Kraj chce dywersyfikować swoją gospodarkę i nie opierać jej jedynie na ropie naftowej. Z tego powodu władze liczą, że utworzą w królestwie centrum gier wideo warto 184 mld USD na globalnym rynku. Początkowo skupiały się na branży esportowej, ta jednak zmagała się z problemami. Spółka zależna od rządowego funduszu inwestycji publicznych Savvy Gaming Group chce publikować i nabywać gry oraz rozwijać przemysł w Rijadzie.
Saudyjski fundusz największym udziałowcem Nintendo
Savvy snuje odważne plany na rynku, na którym jest potężna konkurencja, zarazem giganci - jak Electronic Arts - dokonują redukcji etatów. Fundusz saudyjski dokonał już wielomiliardowych inwestycji w firmy z branży gier, takie jak Nintendo, Tencent Holdings i Activision Blizzard.
“Chcielibyśmy wykorzystać inwestycje, by rozpocząć współpracę z tymi firmami i sprawdzić, jak możemy współpracować przy wydawaniu gier na Bliskim Wschodzie i w Afryce Północnej, prowadzić ich biznesy esportowe, lub wspólnie rozwijać nowe IP” - oświadczył szef Savvy Brian Ward.
W lutym fundusz inwestycyjny Arabii Saudyjskiej zwiększył swoje udziały w Nintendo do 8,3 proc., przez co stał się największym zewnętrznym udziałowcem japońskiego przedsiębiorstwa.

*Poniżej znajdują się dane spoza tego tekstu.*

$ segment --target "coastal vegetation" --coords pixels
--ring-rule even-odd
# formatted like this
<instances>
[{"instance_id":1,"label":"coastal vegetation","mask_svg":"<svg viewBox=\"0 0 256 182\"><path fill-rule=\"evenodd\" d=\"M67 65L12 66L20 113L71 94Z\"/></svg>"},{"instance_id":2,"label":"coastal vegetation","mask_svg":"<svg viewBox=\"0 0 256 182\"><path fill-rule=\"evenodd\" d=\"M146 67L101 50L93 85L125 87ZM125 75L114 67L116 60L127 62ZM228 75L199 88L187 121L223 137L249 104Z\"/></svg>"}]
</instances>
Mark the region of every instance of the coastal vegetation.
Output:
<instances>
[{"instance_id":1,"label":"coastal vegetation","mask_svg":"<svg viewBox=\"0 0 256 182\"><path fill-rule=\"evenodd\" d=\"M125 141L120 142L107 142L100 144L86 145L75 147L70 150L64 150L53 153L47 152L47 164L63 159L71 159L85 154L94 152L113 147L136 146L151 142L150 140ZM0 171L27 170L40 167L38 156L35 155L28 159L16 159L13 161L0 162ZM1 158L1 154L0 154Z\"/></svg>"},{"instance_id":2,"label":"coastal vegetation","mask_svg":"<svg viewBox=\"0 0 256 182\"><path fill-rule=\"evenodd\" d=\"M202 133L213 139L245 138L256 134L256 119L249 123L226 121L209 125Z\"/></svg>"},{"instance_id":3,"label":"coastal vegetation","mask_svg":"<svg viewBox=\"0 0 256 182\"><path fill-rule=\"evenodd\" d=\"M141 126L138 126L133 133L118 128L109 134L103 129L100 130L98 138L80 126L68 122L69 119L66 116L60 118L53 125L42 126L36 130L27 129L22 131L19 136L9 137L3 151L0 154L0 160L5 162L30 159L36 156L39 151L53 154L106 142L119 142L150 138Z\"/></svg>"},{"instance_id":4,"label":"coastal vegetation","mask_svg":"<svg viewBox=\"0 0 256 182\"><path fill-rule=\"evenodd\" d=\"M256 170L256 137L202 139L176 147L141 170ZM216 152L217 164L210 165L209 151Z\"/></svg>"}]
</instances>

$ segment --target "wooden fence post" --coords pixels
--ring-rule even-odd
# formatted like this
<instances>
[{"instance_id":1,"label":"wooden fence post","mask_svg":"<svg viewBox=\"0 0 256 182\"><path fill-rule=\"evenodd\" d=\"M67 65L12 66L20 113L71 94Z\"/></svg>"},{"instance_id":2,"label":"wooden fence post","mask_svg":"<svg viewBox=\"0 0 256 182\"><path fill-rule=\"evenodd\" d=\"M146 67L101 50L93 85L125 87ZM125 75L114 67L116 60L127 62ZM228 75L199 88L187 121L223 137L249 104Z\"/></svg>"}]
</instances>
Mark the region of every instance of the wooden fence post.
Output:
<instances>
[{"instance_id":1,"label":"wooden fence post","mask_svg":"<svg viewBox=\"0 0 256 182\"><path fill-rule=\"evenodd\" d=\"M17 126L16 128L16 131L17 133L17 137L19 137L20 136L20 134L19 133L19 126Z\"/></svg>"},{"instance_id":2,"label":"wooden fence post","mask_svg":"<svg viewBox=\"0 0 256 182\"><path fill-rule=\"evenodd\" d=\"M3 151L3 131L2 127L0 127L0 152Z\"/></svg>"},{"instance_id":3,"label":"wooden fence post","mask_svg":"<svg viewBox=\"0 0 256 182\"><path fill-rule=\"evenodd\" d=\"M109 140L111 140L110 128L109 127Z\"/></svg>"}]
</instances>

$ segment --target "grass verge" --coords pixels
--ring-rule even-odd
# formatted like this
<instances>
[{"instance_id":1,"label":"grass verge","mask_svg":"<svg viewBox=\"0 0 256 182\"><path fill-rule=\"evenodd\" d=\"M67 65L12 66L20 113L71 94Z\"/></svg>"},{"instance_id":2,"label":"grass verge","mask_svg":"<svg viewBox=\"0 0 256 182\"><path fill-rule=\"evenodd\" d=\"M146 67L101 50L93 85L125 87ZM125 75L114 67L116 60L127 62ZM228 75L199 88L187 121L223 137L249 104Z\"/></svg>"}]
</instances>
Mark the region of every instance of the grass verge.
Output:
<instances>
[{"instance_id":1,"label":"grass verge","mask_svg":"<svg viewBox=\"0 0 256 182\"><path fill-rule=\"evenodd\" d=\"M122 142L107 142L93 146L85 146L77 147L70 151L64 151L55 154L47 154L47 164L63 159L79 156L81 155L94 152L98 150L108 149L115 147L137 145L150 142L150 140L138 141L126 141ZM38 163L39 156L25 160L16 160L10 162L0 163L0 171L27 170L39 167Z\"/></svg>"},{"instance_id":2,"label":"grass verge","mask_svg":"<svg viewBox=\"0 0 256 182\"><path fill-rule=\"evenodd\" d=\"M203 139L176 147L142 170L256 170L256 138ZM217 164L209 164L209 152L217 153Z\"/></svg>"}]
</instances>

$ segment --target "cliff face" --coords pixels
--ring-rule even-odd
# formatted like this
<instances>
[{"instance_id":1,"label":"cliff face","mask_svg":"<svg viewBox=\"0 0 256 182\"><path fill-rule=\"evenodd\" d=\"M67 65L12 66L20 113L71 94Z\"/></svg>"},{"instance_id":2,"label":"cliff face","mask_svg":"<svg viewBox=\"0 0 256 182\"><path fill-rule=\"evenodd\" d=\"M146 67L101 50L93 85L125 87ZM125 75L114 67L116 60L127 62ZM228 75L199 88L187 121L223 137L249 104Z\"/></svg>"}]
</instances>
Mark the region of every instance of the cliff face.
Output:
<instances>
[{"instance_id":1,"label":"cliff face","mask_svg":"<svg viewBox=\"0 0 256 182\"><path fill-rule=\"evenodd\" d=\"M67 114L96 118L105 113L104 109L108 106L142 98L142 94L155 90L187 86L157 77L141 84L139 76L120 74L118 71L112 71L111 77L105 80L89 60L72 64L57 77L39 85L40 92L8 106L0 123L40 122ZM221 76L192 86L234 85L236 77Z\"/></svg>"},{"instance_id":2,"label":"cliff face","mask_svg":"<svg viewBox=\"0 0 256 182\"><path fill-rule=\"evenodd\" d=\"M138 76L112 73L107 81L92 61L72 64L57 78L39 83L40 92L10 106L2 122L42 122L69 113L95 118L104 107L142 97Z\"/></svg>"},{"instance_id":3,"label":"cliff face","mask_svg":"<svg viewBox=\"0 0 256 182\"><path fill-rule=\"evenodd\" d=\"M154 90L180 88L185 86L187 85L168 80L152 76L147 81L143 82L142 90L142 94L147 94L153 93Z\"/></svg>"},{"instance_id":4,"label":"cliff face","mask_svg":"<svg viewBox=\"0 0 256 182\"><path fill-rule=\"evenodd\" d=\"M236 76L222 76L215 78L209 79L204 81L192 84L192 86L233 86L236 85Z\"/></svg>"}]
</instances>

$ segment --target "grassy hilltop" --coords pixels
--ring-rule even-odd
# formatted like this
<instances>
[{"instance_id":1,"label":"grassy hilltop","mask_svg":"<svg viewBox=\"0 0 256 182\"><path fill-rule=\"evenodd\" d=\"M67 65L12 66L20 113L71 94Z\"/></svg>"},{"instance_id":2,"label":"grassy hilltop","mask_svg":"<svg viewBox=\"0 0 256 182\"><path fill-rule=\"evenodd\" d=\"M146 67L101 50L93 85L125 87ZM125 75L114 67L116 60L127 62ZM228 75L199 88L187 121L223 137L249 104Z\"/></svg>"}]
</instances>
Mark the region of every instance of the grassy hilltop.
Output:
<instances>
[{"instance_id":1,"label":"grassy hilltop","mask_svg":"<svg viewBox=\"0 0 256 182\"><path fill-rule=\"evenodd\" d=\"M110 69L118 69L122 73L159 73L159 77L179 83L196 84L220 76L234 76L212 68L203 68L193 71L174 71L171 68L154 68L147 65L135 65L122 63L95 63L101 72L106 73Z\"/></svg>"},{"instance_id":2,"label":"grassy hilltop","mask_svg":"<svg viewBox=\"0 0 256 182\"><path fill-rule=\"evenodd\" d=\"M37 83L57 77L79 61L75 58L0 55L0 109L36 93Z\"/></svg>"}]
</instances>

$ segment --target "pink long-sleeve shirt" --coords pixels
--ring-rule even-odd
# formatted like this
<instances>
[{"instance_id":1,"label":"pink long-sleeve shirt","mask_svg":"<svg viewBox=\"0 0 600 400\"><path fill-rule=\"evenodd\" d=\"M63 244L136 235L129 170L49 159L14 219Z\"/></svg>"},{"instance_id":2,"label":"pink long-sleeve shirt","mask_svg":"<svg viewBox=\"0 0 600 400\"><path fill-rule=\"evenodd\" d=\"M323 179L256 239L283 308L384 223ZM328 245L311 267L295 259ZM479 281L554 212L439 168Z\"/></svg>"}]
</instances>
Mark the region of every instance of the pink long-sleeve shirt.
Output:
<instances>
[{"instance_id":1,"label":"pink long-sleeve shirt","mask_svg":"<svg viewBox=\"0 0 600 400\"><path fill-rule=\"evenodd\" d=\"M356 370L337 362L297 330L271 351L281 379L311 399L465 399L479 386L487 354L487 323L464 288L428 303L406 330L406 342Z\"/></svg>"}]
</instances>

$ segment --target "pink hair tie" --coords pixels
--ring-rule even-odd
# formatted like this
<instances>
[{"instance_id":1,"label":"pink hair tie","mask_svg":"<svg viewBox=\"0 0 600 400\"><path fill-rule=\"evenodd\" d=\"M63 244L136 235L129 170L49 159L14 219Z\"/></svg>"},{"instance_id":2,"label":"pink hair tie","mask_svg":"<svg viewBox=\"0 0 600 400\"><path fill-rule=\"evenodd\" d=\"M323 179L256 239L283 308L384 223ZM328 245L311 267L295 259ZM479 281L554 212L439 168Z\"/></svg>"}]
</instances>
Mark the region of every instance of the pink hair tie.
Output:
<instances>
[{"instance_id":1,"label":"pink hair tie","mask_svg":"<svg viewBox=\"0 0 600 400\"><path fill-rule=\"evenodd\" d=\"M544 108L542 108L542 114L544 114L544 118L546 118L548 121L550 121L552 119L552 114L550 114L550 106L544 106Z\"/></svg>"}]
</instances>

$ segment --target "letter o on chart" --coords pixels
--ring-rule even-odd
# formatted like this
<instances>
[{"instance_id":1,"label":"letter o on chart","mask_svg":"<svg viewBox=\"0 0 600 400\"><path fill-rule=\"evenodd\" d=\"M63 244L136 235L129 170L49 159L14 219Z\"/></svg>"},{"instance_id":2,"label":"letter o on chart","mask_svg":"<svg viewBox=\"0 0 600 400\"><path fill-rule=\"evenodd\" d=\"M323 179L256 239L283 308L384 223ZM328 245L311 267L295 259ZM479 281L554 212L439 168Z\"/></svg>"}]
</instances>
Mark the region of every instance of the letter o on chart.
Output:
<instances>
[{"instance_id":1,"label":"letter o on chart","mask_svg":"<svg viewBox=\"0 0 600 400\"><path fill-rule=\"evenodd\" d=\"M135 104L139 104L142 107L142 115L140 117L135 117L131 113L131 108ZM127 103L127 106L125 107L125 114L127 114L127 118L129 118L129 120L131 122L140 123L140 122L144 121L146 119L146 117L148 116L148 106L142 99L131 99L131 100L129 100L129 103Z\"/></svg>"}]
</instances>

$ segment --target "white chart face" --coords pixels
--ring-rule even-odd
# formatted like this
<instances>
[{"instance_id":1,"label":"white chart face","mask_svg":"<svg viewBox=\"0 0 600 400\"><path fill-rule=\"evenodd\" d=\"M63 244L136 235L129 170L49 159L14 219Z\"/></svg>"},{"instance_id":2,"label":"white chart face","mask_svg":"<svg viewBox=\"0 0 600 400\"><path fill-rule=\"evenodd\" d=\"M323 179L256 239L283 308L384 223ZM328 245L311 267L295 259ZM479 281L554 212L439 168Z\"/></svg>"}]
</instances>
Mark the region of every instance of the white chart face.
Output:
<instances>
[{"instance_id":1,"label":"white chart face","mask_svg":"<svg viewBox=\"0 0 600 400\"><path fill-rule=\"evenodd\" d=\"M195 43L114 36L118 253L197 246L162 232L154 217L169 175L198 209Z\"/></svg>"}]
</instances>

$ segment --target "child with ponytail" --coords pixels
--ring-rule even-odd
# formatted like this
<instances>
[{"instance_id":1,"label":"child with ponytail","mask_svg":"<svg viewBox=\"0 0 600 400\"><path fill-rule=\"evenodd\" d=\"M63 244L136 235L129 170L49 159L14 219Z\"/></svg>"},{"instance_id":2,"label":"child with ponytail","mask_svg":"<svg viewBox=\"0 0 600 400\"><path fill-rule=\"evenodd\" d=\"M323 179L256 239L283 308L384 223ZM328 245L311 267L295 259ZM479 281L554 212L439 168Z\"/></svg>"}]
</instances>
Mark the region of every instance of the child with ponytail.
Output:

Ponad połowa populacji to gracze
W królestwie jest 21 mln graczy, jak wynika z danych Niko Partners, co oznacza ok. 58 proc. populacji kraju. Dla porównania odsetek ten w USA wynosi 66 proc. Do 2026 r. rynek gier na Bliskim Wschodzie i w Afryce Północnej ma wzrosnąć o 56 proc. do 2,79 mld USD.